MANGUEIRA ESTAÇÃO PRIMEIRA DE BETHÂNIA Em 2018, uma das mais, se não a mais, tradicionais escolas de samba cariocas decide homenagear Bethânia – a ainda menina Berré, dos olhos de Iansã. Bethânia revela insegurança, receio, espanto, mas logo rende-se à Jamelão e ao Rio Vermelho. Vê-se, na avenida, uma reverência não apenas à cantora, mas, sobretudo, ao orixá que lhe guiou até ali. Na comissão de frente quem vem é Iansã, Oyá, rodando sua enorme saia vermelha, seu bustiê carmim, chacoalhando seu florim, forjando a sua espada e dando espaço para que a vida de sua filha seja contada. Em seguida, elementos cênicos estampam Maria e o Menino Jesus, também fundamentais a uma filha de Oyá que respeita a pluralidade da religiosidade brasileira, que tem “Jesus, Maria e José e todos os pajés em sua companhia”. 59 53
O MITO DE IANSÃ NO RITO DE MARIA Waly Salomão, poeta baiano e amigo de Maria, saberia, talvez, explicar a íntima relação entre um orixá e seu filho. Em poema intitulado “Linha de Fronteira” diz: “Agora, entre o meu ser e o ser alheio, a linha de fronteira se rompeu”. Em outras palavras, as de Mãe Menininha do Gantois, a pessoa vai se tornando cada dia mais parecida com o orixá que a rege. E isso faz todo o sentido, pois como já afirmara o importante estudioso das religiões Mircea Eliade, “o homem só se torna verdadeiro homem conformando-se ao ensinamento dos mitos, imitando os deuses”. Oyá-Bethânia, uma amálgama de mitos e ritos que ganhara o carnaval carioca deste ano graças a sua linha de fronteira rompida, graças à sua gloriosa imitação de uma guerreira vermelha como sangue.

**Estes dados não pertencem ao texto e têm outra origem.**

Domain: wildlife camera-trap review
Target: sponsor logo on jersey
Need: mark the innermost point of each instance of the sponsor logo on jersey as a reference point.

MANGUEIRA E BETHANIA NINANDO GENTE GRANDE 2019: ano eleito pela Estação Primeira de Bethânia, a Mangueira, para (re)contar a História. “Desde 1.500 tem mais invasão do que descobrimento”. “Tem sangue retinto pisado atrás do herói emoldurado”. “Eu quero um país que não está no retrato”. Bethânia, a intérprete do Brasil que saúda sempre que pode os poetas populares, que destaca em sua interpretação os interiores do Brasil, que orgulha-se de seu fevereiro em Santo Amaro (“Trabalhei o ano inteiro na estiva de São Paulo só pra passar fevereiro em Santo Amaro”), que louva Nossa Senhora e Iansã, não poderia ser porta-voz de uma história oficial. Tornou-se, então, representante da história do morro. 60 54
A VERDADEIRA FACE DE JESUS, FILHO DE MARIA E DE MANGUEIRA Em 2020, olhando para a frente mas não esquecendo do que ficou para trás, a Estação Primeira quer falar do Jesus da Gente. O samba-enredo, a partir da voz narrativa do Menino, questiona: “Mas será que todo povo entendeu o meu recado?”. Falando dos profetas intolerantes, a Mangueira atinge o ponto principal do debate sobre a intolerância religiosa, que por meio da “guerra contra o diabo” neopentecostal, mata a essência humana e amorosa de Jesus Cristo, apontando o dedo para os orixás, voduns, inkisis e entidades, riquezas ancestrais da cultura afro-brasileira. Um cutuque na favela (para garantir a revolução): “Favela, pega a visão, não tem futuro sem partilha nem Messias de arma na mão!”.
ONDE O RIO É MAIS BAIANO? A Bahia, a primeira estação do Brasil, quando vê o esplendor da primeira estação do Rio de Janeiro, a Mangueira, só pode enxergar a sua verdadeira face: aquela que coloca um orixá, junto com Jesus e Maria, esplêndidos, na Sapucaí. Uma espécie de reza, magia contra a intolerância.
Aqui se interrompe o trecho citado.